When my grandmother married on June 2, 1919, in Brooklyn, New York, it was common for a young bride like her to have a hope chest. It contained the bride-to-be’s trousseau, the items she had collected over the years in anticipation of her wedding. She would use these items to set up her household and start her new life as a wife.
In this chest, there were linens, towels, tablecloths, napkins, doilies, and clothing for the new bride. Her trousseau might even include bone china and stemware.
Many of the items in the hope chest were hand-made made to last for many years. And because cedar repels fungus and insects, it was a popular material for a hope chest. It protected the precious items stored within, just as my grandmother’s Lane Company cedar chest did.
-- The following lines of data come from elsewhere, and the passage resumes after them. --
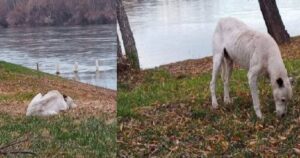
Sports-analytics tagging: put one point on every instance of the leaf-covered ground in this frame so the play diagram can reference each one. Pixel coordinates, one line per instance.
(166, 112)
(89, 130)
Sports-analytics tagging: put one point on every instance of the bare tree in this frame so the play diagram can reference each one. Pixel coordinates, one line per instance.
(127, 36)
(273, 21)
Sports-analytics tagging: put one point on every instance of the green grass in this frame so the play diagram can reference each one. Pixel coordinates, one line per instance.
(179, 107)
(61, 136)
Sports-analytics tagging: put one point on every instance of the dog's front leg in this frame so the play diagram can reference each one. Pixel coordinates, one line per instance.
(252, 79)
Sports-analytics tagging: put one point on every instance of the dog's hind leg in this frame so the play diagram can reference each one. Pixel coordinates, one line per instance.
(252, 79)
(217, 61)
(227, 69)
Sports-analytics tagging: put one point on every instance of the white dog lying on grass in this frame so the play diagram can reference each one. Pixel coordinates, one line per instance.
(50, 104)
(234, 41)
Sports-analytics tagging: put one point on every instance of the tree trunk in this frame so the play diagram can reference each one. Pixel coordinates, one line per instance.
(127, 36)
(273, 21)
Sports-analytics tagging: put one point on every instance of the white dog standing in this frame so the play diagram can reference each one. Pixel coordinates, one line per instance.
(50, 104)
(234, 41)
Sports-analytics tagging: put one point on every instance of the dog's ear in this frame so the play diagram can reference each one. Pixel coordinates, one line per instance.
(279, 81)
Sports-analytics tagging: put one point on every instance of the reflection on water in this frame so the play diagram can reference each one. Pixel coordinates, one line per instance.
(172, 30)
(49, 46)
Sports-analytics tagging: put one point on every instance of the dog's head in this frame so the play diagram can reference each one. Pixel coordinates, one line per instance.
(282, 95)
(69, 102)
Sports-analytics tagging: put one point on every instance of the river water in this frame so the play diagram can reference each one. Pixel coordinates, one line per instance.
(64, 46)
(173, 30)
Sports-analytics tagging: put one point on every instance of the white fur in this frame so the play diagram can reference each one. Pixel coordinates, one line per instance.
(256, 52)
(50, 104)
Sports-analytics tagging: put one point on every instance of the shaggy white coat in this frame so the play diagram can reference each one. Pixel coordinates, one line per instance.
(50, 104)
(235, 42)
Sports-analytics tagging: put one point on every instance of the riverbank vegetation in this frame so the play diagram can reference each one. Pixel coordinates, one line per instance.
(56, 12)
(166, 111)
(88, 130)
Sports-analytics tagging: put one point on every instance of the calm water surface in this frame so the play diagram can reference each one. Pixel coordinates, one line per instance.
(172, 30)
(50, 46)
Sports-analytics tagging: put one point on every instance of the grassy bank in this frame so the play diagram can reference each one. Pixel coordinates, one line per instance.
(89, 130)
(166, 112)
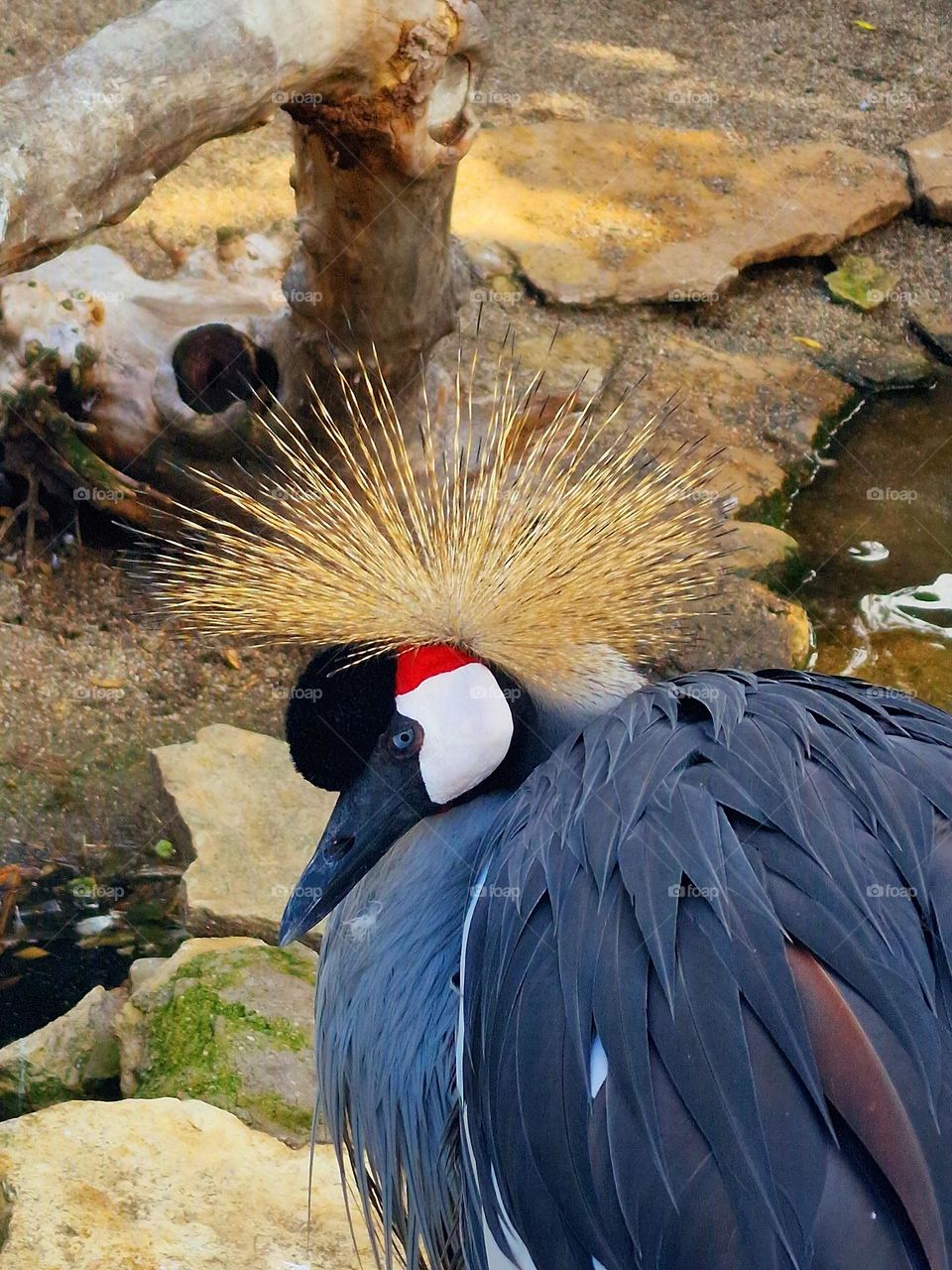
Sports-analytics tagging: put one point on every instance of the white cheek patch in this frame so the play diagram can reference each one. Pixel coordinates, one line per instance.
(467, 728)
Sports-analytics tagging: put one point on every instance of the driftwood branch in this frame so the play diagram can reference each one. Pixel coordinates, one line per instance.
(84, 140)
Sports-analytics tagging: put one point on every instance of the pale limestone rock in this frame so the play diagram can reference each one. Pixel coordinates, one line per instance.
(760, 550)
(249, 824)
(70, 1058)
(752, 627)
(230, 1021)
(930, 166)
(617, 211)
(163, 1185)
(761, 416)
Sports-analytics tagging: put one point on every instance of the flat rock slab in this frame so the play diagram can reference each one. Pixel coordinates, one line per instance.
(761, 552)
(249, 824)
(163, 1185)
(881, 367)
(70, 1058)
(751, 627)
(617, 211)
(761, 416)
(229, 1021)
(930, 167)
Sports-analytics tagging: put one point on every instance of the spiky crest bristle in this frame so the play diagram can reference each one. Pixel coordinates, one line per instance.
(534, 552)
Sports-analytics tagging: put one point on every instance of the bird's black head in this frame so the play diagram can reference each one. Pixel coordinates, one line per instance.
(402, 737)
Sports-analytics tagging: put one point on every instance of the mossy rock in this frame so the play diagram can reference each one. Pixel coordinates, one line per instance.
(229, 1021)
(765, 553)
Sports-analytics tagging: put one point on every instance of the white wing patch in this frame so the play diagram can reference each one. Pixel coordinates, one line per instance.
(467, 728)
(598, 1066)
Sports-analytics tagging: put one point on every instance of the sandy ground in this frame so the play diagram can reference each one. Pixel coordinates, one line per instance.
(89, 685)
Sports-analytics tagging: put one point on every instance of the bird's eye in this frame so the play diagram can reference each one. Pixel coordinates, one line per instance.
(405, 739)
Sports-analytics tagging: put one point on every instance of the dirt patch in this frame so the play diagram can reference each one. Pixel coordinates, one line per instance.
(91, 685)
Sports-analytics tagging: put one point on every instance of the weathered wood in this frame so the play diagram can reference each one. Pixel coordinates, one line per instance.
(85, 139)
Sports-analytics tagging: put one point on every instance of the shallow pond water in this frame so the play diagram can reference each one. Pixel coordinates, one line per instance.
(876, 522)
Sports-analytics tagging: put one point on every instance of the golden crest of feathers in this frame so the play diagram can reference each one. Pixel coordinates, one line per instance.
(538, 550)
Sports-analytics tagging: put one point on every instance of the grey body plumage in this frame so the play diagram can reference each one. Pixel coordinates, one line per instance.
(661, 866)
(705, 1014)
(644, 887)
(386, 1017)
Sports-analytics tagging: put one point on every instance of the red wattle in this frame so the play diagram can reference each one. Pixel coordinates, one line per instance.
(416, 665)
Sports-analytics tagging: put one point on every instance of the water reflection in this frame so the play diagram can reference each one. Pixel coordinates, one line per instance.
(875, 530)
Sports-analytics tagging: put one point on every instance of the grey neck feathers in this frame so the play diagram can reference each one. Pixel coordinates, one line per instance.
(386, 1028)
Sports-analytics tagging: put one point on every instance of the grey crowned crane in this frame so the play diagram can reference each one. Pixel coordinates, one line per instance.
(619, 974)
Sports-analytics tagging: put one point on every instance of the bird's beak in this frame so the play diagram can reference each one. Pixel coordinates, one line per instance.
(370, 816)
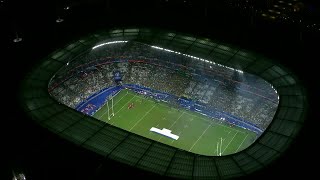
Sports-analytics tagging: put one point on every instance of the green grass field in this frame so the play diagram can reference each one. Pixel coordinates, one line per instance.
(197, 133)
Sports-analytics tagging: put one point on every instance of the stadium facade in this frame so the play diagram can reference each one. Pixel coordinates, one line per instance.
(129, 148)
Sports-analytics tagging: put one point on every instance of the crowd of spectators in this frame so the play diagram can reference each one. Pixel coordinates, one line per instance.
(240, 94)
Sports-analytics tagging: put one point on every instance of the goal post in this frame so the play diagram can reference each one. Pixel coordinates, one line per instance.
(110, 109)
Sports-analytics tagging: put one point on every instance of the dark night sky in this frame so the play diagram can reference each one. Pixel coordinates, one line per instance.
(42, 155)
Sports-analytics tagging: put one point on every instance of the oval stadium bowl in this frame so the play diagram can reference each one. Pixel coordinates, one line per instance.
(168, 103)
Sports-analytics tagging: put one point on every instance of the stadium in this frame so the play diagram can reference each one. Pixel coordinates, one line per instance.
(168, 103)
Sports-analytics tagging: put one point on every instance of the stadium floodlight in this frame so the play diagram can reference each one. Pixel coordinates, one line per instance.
(111, 42)
(17, 39)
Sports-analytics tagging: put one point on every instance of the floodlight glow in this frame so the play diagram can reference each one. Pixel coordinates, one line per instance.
(193, 57)
(111, 42)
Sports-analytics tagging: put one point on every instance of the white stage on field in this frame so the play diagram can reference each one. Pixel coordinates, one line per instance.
(165, 132)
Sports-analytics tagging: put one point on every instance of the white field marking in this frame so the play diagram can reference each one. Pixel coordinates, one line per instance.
(229, 142)
(200, 137)
(122, 107)
(173, 123)
(156, 127)
(173, 139)
(202, 118)
(113, 105)
(142, 118)
(242, 142)
(216, 123)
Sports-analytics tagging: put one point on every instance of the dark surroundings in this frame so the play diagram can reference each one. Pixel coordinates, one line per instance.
(41, 155)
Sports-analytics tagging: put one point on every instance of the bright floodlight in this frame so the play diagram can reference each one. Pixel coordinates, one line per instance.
(17, 39)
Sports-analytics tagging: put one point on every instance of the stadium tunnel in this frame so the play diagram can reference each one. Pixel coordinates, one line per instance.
(149, 155)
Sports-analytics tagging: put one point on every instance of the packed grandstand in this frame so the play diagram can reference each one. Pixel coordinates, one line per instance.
(216, 87)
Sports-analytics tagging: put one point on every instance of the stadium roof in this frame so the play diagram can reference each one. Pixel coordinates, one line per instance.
(117, 144)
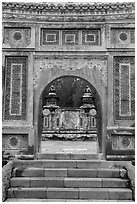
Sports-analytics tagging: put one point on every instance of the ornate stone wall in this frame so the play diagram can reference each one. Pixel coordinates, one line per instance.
(97, 65)
(93, 41)
(16, 88)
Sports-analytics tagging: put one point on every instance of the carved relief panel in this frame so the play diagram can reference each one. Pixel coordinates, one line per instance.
(65, 122)
(79, 38)
(17, 37)
(124, 90)
(123, 37)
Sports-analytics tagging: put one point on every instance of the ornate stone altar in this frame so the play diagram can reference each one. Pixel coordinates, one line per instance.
(69, 123)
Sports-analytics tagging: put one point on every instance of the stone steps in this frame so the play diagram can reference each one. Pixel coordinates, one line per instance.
(77, 164)
(77, 180)
(69, 172)
(60, 200)
(68, 182)
(71, 193)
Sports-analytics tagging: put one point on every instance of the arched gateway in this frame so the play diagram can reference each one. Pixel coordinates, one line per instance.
(90, 43)
(70, 110)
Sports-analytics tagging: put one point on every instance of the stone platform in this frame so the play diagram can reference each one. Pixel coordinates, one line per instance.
(76, 147)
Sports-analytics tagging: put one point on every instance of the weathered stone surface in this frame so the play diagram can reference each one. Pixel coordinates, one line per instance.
(82, 173)
(28, 193)
(6, 175)
(114, 183)
(120, 194)
(62, 193)
(108, 173)
(46, 182)
(55, 172)
(82, 182)
(20, 182)
(95, 193)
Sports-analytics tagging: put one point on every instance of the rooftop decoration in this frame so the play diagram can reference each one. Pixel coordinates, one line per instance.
(69, 7)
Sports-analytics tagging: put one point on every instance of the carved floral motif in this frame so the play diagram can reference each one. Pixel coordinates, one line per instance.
(97, 66)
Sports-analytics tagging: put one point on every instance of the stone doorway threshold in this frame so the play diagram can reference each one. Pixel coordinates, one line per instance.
(71, 147)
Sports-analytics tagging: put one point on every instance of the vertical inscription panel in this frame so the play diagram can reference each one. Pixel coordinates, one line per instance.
(16, 88)
(124, 88)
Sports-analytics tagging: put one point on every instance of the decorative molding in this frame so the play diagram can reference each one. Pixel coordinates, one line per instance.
(15, 106)
(17, 37)
(123, 142)
(14, 141)
(97, 65)
(57, 18)
(69, 7)
(127, 94)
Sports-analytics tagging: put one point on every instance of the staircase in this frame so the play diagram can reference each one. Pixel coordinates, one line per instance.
(65, 177)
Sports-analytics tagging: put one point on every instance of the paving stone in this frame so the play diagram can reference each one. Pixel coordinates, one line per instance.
(59, 164)
(93, 164)
(82, 173)
(114, 183)
(82, 182)
(95, 193)
(59, 156)
(120, 194)
(47, 182)
(55, 172)
(60, 200)
(83, 156)
(32, 172)
(108, 173)
(40, 193)
(63, 193)
(20, 182)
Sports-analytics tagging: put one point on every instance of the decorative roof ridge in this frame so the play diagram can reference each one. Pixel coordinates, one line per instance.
(68, 7)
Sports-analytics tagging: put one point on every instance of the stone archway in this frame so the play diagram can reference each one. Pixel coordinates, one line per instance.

A cedar chest like Grandma’s would be very costly today, and I never needed such a large piece of furniture to store my linens or family heirlooms. Instead, I can line my drawers and closets with cedar blocks and planks that serve the same purpose of protecting clothes. And the wonderful aroma of cedar always brings me back to my early years with Grandma and her wonderful stories of long ago.
I love the romantic idea of a young woman making and gathering items in happy anticipation of her marriage and carefully storing each treasured item in a hope chest. It is a lesson in sustainability that our throwaway society could learn today: Purchase or make quality items, and take good care of them so they’ll last a long time.